Bulk load to initial multi host cluster


#1

Hi, I load data into a initial cluster(1 zero and 3 alpha in multi host native ) by dgraph bulk ,and then i can find the schema and data from ratel,but the zero node dosen’t rebalance ,all the data is only on the original load node, what should i do in this case?
zero parameters:
./dgraph zero --idx 2 --my:IP:PORT --replicas 3 --telemetry
bulk load parameters:
–reduce_shards 1 --map_shards 3


(Michel Conrado) #2

Dgraph has its own rules of balancing. It will do it as soon as it is needed. But check in http://localhost:6080/state which groups are serving the predicates.


#3

Fine, Does it mean if i bulk load data into node with a large disk capacity ,and the dataset is not enough large to trigger the rebalancing rules , all the data will on the original load node no matter what i do?


(Michel Conrado) #4

Please, check https://docs.dgraph.io/deploy/#understanding-dgraph-cluster
In the part “Shard rebalancing”.

You can also try to push tablets to other groups
https://docs.dgraph.io/deploy/#more-about-dgraph-zero

  • /moveTablet?tablet=name&group=2 This endpoint can be used to move a tablet to a group. Zero already does shard rebalancing every 8 mins, this endpoint can be used to force move a tablet.

#5

Thanks for your reply.
Another thing,if i have a massive datasets (may be more than 1TB and about 1 billion edge) which need to bulk load into the cluster, Do I have to load them in one Node? Can I split the datasets to other zero node to bulk load at the same time?
I only find one blog about the bulk load details : Loading close to 1M edges/sec into Dgraph , and official documents deploy/#bulk-loader doesn’t mention the multi-zero instance case.
Could you provide more detail about interaction mechanism between zero instance when bulk load in multi-zero instances case


(Daniel Mai) #6

Currently bulk loader runs only on a single machine. In the soon-to-be-released Dgraph v1.1 we optimized both the live loader and bulk loader—in our own tests we’ve seen bulk loader peak to 4 million edges/sec.

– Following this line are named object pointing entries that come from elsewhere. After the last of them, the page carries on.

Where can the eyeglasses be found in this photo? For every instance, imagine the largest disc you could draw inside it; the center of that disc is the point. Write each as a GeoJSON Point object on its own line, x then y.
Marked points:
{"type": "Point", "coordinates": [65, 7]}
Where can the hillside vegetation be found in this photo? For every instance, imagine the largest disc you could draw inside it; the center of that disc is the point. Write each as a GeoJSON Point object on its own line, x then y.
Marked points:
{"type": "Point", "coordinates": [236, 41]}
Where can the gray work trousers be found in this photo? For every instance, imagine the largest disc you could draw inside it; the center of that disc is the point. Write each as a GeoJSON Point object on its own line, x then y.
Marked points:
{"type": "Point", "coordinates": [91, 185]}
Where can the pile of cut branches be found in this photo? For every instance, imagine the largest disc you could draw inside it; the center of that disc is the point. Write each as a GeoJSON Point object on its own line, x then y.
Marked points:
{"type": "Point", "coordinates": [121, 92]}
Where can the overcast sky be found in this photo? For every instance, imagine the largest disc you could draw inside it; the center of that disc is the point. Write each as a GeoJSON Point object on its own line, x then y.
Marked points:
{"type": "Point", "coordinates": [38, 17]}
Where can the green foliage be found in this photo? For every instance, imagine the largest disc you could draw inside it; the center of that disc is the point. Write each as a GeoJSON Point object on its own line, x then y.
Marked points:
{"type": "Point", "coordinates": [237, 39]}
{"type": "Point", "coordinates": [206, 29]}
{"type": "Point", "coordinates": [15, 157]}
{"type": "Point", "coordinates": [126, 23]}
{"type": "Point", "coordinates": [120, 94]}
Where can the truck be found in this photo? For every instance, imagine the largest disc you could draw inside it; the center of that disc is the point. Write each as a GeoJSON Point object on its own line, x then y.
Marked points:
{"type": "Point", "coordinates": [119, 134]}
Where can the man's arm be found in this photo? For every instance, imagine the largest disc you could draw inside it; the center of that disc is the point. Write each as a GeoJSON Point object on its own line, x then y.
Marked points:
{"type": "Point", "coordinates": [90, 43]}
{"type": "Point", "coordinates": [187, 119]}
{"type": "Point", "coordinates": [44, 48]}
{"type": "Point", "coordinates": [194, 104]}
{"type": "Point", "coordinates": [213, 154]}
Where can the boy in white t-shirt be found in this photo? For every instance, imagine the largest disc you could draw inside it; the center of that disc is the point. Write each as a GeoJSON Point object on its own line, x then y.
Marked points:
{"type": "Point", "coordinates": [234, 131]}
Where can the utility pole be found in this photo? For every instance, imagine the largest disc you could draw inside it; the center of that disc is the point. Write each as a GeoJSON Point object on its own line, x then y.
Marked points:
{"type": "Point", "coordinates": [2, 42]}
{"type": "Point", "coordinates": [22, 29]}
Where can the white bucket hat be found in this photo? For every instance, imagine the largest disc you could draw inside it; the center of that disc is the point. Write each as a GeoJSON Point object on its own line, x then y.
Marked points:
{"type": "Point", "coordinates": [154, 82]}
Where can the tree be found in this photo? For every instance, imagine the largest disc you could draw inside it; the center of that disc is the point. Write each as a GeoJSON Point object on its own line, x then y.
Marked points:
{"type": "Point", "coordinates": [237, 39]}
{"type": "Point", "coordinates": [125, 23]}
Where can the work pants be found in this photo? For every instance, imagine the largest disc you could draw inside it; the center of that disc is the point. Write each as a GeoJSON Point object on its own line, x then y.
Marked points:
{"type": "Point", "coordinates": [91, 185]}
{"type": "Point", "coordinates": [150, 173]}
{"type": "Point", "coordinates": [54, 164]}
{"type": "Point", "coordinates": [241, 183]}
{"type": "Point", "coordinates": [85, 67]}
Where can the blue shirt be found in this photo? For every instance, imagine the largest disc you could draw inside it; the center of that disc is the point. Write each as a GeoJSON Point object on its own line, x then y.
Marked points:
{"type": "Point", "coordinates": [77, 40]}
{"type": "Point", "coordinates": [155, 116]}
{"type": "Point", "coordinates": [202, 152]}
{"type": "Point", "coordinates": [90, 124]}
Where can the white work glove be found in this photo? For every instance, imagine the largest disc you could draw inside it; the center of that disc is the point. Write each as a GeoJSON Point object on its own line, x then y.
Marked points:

A multi-Zero setup does not make a difference for bulk loading. Bulk loader (must) connect to the Zero leader to assign UIDs to the nodes in the cluster. Adding more Zero instances doesn’t make the loading process any faster. Most of the work is done by bulk loader itself, not by Zero.

Bulk loader is highly concurrent, so more CPU cores would definitely help speed up the bulk loading process.


Dgraph Enhancement Proposal: bulk + live loader?
#7

Very useful to solve my problem thanks you !


(system) closed #8

This topic was automatically closed 30 days after the last reply. New replies are no longer allowed.